GENEALOGY-DNA-L Archives

Archiver > GENEALOGY-DNA > 2010-02 > 1266022664


From: "Ken Nordtvedt" <>
Subject: [DNA] Y Tree SNPs can not be counted
Date: Fri, 12 Feb 2010 17:57:44 -0700


> Since some have recently been repeatedly saying they make y tree age
> estimates and their statistical confidence intervals of those estimates by
> "counting mutations" in the tree (though I think they mean something quite
> different), I want to document the reasons why it is impossible to count
> mutations in a y tree such as one for I1 haplogroup, etc. It would not be
> good if this repeated claim led people to believe that proper TMRCA
> estimates for ancient clades involves trying to do the impossible ---
> count mutations. (see P.S. for young genealogical trees) The reasons that
> counting mutations in a y tree is impossible are multiple.

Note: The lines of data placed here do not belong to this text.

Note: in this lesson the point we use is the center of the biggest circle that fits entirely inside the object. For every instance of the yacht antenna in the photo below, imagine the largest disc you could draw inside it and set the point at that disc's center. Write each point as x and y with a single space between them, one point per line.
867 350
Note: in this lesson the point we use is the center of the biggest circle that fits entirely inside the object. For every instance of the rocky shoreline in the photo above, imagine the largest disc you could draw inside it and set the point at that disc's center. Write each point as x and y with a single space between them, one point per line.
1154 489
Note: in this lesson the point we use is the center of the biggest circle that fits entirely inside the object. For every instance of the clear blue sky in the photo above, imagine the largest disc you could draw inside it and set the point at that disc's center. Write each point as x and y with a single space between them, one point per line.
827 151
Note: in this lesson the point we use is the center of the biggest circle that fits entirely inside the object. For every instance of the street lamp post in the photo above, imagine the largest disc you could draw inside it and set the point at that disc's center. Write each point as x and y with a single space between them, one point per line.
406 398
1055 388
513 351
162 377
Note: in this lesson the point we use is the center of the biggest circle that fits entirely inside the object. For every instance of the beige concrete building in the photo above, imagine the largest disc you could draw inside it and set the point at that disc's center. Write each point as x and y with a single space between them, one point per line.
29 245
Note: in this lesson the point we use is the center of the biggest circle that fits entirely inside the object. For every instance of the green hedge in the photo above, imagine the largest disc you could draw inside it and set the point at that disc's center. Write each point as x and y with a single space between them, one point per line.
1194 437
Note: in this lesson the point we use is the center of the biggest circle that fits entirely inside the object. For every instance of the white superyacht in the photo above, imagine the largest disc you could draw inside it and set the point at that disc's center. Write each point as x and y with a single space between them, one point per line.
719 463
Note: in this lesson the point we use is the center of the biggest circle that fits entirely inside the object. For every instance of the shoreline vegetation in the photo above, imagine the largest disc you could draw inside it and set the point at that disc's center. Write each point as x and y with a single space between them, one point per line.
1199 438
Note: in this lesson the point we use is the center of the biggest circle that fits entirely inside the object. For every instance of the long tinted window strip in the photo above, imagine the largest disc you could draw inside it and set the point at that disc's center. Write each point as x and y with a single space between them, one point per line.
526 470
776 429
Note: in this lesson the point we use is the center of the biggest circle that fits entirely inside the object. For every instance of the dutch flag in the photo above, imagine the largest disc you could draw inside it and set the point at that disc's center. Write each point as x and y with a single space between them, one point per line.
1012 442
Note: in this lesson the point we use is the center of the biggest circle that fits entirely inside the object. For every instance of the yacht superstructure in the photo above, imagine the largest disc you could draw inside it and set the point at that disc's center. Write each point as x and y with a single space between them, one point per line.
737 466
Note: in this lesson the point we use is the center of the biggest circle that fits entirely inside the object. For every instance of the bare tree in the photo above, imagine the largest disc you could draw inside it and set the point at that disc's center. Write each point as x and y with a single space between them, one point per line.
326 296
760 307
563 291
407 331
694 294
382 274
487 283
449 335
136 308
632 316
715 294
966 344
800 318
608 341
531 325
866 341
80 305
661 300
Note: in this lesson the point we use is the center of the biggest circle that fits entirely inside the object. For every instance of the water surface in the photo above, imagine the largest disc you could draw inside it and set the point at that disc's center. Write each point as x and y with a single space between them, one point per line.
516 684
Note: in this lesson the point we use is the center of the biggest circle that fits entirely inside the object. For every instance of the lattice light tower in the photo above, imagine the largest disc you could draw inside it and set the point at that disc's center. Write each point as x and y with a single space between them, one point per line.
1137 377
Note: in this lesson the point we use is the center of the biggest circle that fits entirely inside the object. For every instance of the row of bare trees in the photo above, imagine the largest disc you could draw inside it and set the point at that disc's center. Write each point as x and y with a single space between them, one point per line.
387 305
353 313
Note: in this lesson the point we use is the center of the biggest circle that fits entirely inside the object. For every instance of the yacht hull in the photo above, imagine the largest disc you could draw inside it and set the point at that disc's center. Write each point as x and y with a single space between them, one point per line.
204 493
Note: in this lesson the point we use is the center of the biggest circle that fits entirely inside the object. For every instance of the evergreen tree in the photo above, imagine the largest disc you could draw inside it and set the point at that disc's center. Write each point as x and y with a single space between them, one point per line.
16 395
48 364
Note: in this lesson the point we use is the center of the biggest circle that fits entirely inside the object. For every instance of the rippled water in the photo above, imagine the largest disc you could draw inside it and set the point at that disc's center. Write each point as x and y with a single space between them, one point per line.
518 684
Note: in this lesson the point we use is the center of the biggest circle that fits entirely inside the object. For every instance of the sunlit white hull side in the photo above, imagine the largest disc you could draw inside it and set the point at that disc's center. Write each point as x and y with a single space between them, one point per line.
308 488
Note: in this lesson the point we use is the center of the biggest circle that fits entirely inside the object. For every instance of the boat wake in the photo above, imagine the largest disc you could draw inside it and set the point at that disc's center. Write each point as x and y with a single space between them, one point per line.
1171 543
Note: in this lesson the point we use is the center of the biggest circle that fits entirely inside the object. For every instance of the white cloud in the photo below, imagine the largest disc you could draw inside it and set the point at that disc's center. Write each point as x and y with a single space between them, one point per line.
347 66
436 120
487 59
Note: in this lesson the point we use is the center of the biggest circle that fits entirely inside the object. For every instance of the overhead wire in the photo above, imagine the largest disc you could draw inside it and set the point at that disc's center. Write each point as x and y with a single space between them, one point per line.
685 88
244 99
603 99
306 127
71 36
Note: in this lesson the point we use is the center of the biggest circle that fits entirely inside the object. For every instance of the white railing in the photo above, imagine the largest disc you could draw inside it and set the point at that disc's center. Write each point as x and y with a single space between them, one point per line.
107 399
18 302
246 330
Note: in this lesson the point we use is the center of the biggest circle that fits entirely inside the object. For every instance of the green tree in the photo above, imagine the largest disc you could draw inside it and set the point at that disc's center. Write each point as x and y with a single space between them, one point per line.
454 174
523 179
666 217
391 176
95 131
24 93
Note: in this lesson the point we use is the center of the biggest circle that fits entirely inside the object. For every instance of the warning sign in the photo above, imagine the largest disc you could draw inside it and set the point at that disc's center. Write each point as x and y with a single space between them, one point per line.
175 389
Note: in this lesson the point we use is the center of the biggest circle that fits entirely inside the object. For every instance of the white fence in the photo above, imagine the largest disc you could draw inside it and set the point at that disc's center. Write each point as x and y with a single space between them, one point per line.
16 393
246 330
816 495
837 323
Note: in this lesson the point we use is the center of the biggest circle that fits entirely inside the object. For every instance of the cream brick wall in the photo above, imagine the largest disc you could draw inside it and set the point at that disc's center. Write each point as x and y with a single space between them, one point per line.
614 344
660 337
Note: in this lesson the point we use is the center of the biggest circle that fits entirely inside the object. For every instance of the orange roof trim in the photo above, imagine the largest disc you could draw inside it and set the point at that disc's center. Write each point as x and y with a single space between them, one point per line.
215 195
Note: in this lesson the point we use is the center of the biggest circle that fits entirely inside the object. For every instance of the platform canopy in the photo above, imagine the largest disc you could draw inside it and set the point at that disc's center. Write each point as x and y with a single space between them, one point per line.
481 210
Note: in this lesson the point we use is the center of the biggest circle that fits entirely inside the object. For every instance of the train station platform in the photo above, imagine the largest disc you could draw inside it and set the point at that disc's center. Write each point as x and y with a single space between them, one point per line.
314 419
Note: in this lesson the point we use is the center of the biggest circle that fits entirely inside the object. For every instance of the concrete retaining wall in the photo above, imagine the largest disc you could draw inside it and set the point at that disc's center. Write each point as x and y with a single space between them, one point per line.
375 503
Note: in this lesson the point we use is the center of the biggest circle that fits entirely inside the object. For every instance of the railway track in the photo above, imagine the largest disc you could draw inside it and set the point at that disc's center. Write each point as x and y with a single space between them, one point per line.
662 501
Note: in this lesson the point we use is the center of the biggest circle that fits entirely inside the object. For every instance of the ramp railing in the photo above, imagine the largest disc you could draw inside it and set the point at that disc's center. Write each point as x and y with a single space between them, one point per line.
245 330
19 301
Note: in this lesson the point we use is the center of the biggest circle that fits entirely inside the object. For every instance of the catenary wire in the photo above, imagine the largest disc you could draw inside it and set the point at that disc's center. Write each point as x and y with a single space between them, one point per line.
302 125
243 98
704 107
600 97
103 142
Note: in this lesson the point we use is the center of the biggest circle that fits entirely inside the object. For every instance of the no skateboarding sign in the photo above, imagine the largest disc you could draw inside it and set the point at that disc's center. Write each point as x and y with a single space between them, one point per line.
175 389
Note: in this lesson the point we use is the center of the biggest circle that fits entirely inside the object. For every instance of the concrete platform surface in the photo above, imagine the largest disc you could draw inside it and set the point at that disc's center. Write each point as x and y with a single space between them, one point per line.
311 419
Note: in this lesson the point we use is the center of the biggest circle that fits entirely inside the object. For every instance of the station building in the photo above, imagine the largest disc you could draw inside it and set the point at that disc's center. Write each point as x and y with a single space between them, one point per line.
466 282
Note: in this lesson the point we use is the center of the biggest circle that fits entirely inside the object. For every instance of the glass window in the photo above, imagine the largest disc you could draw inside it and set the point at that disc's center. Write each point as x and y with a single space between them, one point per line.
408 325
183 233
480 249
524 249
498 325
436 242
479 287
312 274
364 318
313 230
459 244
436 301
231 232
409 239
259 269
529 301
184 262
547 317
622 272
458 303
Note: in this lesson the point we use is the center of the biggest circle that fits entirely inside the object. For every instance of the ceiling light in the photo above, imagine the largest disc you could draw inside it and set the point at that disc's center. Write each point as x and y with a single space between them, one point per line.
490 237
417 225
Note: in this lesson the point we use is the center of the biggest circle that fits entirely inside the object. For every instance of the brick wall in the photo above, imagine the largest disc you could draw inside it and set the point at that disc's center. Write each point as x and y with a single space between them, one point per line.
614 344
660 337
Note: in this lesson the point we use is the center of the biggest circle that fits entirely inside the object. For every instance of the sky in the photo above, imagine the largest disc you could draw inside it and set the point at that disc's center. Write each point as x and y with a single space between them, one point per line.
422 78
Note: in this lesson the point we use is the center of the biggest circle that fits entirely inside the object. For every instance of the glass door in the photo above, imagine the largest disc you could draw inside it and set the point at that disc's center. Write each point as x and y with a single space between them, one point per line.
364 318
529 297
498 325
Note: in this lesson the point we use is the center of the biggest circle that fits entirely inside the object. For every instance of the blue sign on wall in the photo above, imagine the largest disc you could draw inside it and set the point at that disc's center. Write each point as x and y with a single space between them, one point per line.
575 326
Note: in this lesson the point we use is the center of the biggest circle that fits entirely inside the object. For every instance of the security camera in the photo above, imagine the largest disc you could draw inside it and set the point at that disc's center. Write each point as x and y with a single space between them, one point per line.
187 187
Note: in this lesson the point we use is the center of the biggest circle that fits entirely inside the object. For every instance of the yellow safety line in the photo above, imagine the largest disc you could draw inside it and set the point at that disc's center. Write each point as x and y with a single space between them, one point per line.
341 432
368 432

What we can
> count are features seen in the tree's resulting haplotypes in hand.
>
> 1. A y tree from a single clade MRCA to the N present descending
> haplotypes of one's representative sample has a structure determined
> solely by the demographics through all of its history. First we have the
> full tree for
> the entire clade population which might be millions, and then we have the
> particular tree for the sampling of the present
> clade population one has taken. The latter tree is some pruning of the
> former tree; if the sampling has quality, its tree will capture important
> features of the full tree for the entire clade.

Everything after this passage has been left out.